Computer Sciences Seminar
Tuesday, March 12
12:30 PM, NAC 8/206

Algorithms for High-Dimensional Clustering

Sanjoy Dasgupta
ATT Research

Abstract
Clustering -- finding groups in data -- lies at the heart of some of the most exciting new developments in computer science, such as computational genomics and web document retrieval. These emerging areas require the analysis of massive data sets, often involving millions of data points in very high- dimensional spaces. The importance of these data, along with the technological challenges they pose, have brought to the forefront the need for efficient, provably good clustering algorithms.
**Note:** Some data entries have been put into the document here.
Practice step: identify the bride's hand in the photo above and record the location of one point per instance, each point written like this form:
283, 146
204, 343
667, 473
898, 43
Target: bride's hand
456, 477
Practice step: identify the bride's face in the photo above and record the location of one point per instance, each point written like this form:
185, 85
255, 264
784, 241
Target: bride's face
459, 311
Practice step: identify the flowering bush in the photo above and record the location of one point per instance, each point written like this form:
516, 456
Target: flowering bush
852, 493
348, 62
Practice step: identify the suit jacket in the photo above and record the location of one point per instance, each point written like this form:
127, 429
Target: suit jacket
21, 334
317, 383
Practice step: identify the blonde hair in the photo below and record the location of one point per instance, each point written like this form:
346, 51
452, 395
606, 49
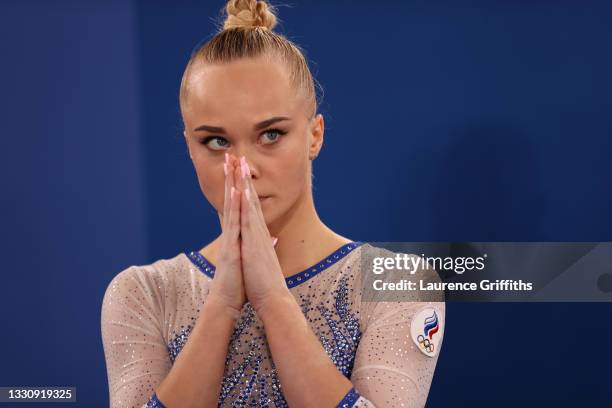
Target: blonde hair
247, 33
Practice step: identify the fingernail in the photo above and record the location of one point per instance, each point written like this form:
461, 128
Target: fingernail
243, 167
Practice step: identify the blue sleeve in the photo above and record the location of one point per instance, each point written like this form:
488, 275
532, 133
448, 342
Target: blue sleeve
349, 399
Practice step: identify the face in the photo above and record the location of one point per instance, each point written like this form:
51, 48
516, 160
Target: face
249, 107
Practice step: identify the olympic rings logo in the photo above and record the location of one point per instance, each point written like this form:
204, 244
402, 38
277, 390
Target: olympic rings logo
425, 343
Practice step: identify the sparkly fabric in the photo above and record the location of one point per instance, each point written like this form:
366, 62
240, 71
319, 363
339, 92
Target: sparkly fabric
149, 311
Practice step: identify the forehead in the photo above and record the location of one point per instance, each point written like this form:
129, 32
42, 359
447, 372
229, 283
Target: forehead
246, 89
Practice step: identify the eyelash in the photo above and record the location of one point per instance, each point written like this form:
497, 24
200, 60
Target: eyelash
280, 133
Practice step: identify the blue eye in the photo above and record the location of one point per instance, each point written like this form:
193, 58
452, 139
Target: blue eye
276, 135
220, 144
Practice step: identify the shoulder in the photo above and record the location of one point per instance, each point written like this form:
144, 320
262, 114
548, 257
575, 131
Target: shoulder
149, 281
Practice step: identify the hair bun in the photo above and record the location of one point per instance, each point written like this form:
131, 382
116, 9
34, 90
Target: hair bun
249, 13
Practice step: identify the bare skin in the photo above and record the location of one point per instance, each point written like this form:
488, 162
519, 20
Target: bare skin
249, 267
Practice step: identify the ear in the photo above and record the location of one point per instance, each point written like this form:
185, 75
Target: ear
317, 130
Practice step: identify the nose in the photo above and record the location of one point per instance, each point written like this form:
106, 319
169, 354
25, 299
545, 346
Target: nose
251, 167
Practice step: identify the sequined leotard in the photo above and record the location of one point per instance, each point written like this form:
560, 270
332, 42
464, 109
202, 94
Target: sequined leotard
148, 312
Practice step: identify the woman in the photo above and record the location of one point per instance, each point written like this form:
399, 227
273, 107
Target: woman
271, 313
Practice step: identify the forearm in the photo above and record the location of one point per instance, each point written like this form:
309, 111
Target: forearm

I will give an overview of my work on three long-standing open problems in clustering:

  1. the first efficient, provably good algorithm for a classic statistical task (learning mixtures of Gaussians);
  2. a proof that a popular clustering procedure (EM) will actually converge to the global optimum of its search space, rather than merely a local optimum, under certain conditions;
  3. an algorithm for constructing a "hierarchical clustering" -- a hierarchy of nested clusterings -- which is close to optimal (under a natural clustering cost function) at every level of granularity, simultaneously.

Bio
Sanjoy Dasgupta received his doctorate in Computer Science in May 2000, at the University of California, Berkeley. Since then he has been at AT&T Shannon Laboratory. The main focus of his research is on algorithmic aspects of statistics and machine learning, particularly for high-dimensional data.